The sales are mostly organised as a multi-stage bidding process. However, due to the complexity of portfolio deals, potential buyers are often granted exclusivity earlier than in the case of individual properties. Then the due diligence costs for portfolios pose a risk factor for the buyer.

 

Challenge for asset managers

The buyer should already select an asset manager during the course of the due diligence and the development of the business case, in order to best profit from their know-how, and to ensure a common commitment to the business case. A further advantage of this early involvement is the preparation of a rapid handover of the portfolio, and the speedy implementation of the required measures.

 

Fundamentally, the service provider must be able to successfully manage a diversified portfolio, with regard to the structure of the portfolio, regional distribution or type of use. Especially in the case of non-core transactions, this represents a major challenge.

 

In the course of the acquisition of the portfolio, transferring the property data into its own database, and if necessary collecting any missing information, i.e. the improving data quality, is the first important investment. It is also important to incorporate the results of the due diligence, and in further proceedings to clean up risks from the purchase contract, if possible, or at least to keep an eye on them.

 

The focus from the first day onwards is on quick wins. The faster the asset manager gets to work, the more successful the transaction can become.
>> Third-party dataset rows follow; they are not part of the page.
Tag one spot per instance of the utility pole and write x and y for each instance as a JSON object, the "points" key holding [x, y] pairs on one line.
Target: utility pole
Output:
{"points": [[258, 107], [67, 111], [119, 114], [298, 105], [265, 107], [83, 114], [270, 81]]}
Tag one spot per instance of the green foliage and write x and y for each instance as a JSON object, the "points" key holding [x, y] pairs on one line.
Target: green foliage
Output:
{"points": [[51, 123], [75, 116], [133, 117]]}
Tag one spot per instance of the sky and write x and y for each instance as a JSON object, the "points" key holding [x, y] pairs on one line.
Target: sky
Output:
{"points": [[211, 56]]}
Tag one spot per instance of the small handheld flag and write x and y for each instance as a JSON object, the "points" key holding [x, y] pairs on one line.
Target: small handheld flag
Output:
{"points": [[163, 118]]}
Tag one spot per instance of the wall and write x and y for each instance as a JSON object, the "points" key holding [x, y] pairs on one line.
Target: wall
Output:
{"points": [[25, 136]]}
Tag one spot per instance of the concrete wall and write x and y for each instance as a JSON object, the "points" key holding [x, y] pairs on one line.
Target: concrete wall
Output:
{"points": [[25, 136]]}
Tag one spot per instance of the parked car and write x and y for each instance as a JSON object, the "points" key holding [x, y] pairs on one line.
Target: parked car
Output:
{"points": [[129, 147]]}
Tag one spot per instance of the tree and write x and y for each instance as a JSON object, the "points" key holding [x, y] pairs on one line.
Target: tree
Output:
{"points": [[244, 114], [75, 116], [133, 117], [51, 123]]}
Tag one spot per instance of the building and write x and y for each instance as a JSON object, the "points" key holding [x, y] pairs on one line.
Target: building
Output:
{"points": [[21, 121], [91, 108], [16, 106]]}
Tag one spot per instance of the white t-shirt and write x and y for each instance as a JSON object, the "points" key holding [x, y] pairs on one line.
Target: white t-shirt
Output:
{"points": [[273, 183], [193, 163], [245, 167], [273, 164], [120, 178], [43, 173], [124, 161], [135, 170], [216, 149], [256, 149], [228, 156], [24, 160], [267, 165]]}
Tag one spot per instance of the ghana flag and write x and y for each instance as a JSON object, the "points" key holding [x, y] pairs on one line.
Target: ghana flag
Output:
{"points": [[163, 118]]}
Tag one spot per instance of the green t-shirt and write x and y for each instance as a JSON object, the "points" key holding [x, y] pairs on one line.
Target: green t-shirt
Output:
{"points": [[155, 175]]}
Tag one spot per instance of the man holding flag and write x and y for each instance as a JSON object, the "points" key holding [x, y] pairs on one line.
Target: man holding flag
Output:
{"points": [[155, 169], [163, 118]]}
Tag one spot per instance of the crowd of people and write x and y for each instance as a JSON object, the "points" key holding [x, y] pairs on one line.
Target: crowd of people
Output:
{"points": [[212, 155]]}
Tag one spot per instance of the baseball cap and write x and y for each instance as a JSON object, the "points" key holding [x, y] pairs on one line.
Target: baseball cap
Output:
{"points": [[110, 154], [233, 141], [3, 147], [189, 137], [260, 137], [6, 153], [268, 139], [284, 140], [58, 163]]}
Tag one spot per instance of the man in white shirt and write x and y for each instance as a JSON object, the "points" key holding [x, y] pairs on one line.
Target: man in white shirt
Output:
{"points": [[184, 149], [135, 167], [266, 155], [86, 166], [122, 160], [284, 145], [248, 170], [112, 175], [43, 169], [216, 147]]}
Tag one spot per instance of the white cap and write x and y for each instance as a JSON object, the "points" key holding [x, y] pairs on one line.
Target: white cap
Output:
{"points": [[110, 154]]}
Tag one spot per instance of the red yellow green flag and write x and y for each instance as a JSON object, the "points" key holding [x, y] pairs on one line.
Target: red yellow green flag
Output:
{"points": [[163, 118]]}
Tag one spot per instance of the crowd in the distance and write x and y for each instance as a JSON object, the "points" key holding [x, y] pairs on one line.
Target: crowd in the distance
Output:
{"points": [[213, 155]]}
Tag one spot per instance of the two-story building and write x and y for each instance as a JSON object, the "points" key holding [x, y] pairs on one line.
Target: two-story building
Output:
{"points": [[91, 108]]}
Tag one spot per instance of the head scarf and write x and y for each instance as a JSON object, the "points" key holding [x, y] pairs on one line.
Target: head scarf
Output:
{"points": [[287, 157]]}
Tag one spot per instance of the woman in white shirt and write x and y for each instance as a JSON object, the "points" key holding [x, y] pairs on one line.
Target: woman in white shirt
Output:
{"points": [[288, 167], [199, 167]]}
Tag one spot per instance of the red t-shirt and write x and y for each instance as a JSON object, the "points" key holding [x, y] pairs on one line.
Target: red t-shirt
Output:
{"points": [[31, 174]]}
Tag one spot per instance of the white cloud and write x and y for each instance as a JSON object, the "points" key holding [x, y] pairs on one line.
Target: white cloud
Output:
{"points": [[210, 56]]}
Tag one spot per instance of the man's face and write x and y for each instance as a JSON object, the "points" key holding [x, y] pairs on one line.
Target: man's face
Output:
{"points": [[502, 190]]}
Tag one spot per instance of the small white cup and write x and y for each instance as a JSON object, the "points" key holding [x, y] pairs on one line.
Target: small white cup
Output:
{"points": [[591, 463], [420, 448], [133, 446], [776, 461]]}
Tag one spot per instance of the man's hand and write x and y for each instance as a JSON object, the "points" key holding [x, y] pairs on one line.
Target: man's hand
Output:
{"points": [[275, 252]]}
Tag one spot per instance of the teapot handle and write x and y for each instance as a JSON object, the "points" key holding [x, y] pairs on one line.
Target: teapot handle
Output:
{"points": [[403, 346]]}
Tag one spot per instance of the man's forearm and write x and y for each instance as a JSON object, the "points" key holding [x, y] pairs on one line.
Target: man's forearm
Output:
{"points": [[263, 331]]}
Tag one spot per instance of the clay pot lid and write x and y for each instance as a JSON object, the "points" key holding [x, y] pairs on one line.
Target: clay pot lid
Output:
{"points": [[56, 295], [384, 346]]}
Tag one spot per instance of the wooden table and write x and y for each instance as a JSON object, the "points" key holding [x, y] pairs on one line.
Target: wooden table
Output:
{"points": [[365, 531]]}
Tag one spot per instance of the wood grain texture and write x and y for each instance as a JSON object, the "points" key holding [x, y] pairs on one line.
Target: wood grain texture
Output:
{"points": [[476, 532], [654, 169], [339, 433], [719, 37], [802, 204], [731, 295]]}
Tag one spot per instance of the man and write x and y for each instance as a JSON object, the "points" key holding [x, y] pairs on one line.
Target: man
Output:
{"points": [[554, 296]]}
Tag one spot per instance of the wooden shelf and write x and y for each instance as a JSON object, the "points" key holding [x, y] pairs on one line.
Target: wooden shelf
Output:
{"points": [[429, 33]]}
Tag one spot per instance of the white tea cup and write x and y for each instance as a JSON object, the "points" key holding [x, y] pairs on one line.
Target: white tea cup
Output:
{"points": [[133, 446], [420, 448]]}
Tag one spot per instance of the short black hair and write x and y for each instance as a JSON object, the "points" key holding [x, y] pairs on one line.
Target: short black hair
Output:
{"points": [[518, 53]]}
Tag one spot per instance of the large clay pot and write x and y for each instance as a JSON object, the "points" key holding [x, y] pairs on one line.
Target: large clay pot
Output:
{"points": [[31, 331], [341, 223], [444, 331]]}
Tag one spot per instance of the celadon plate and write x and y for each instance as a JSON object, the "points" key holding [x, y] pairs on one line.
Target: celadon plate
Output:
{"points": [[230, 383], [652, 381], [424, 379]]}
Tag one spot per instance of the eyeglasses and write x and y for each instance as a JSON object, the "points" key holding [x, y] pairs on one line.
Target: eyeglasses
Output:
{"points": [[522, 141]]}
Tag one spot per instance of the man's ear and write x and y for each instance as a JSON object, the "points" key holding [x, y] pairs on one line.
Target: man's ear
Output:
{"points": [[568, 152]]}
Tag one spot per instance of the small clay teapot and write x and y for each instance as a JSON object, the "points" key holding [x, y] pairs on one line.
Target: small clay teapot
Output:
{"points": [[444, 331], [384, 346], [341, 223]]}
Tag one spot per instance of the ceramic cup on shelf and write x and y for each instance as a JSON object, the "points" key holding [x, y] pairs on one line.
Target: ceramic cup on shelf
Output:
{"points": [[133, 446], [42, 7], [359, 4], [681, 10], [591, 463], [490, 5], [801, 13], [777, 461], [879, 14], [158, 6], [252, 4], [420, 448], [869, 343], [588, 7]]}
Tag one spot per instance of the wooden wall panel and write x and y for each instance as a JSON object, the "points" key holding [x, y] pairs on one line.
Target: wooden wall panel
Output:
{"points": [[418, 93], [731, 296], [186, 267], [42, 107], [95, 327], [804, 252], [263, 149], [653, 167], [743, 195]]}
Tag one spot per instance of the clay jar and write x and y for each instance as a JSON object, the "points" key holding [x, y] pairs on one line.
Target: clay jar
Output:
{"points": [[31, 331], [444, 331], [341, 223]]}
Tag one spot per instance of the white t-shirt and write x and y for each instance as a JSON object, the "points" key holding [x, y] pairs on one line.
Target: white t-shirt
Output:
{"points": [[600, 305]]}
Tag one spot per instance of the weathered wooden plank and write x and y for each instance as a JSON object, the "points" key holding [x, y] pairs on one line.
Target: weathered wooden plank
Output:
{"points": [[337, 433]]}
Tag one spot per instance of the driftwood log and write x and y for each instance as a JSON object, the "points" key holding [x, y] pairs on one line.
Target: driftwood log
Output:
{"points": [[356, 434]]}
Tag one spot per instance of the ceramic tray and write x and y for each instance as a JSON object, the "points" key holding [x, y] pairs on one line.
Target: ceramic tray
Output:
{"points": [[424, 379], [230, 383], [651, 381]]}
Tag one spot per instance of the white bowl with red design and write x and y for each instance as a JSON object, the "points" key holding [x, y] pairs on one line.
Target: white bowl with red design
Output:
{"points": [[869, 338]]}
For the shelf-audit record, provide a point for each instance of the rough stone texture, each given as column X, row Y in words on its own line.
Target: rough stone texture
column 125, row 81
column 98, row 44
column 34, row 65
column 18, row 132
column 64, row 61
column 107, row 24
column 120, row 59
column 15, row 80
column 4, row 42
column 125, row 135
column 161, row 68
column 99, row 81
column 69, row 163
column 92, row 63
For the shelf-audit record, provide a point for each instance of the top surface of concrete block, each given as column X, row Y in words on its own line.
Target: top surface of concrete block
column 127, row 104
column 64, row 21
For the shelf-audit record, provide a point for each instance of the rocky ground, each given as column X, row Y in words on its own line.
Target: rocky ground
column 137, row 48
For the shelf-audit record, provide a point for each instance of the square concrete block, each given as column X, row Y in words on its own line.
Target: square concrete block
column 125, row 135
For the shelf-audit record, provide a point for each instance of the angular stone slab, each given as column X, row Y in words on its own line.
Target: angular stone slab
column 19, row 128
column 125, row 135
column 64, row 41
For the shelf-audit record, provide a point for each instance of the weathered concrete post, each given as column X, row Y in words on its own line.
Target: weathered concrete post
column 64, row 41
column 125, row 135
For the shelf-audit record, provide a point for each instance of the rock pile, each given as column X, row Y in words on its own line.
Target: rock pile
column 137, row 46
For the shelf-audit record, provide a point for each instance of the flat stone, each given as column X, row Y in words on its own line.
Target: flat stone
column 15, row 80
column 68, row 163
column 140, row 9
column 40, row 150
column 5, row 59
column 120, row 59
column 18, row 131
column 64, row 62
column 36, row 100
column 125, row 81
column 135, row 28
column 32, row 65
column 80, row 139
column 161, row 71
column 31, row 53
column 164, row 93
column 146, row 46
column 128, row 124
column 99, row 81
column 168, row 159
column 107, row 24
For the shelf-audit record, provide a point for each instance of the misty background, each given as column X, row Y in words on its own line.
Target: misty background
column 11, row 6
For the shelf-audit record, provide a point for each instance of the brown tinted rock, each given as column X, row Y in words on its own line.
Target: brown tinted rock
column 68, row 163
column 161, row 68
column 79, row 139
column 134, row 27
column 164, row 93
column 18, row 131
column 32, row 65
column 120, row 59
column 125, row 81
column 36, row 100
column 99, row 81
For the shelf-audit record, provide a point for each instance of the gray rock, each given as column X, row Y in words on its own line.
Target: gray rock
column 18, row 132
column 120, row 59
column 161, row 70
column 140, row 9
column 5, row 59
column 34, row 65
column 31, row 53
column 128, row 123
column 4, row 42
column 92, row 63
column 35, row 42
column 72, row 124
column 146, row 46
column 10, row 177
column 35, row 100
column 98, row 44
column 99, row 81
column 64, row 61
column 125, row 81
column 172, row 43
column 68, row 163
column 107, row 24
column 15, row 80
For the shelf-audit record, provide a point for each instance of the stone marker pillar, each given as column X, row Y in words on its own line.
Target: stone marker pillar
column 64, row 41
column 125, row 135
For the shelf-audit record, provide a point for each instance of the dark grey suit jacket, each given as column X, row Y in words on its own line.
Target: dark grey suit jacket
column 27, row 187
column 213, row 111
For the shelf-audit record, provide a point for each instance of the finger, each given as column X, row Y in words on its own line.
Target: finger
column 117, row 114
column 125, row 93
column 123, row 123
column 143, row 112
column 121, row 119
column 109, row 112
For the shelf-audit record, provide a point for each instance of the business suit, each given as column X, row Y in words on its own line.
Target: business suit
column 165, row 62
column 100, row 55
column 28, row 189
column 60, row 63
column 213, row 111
Naturally, the duties of the asset manager also include helping optimise the strategic course of the owner. The work on the properties in the portfolio is influenced by the question of the future of the inventory: should the portfolio be retained, should it be sold as a whole or the properties sold individually, or do the owners even plan to restructure the portfolio by acquiring further properties? Is the goal sustainable yields, or a short-term increase in value and resale? All this has an influence on the objectives and the approach of the asset management. Accordingly, it is decided where and to what extent the asset manager’s tool kit is utilised, from facelifts to refurbishments right through to repositioning of individual properties.

 

From the outside, it is not always easy to assess whether or not a portfolio transfer was successful. For example, if a portfolio changes hands relatively quickly for a second time, this can also simply be due to a fast exit on the basis of an attractive, increased portfolio price. Irrespective of this, experience has taught us that as a rule, the success of a transaction is achieved with the last third of the properties. The quick wins ensure a solid start, but the real success comes with the last properties, with which the asset management can prove themselves. Here, the quality of the asset management determines the economic success or failure of a portfolio deal. Specialists are required - in particular for difficult real estate - who have the experience and know-how to fulfil the value enhancement potential, even under such conditions.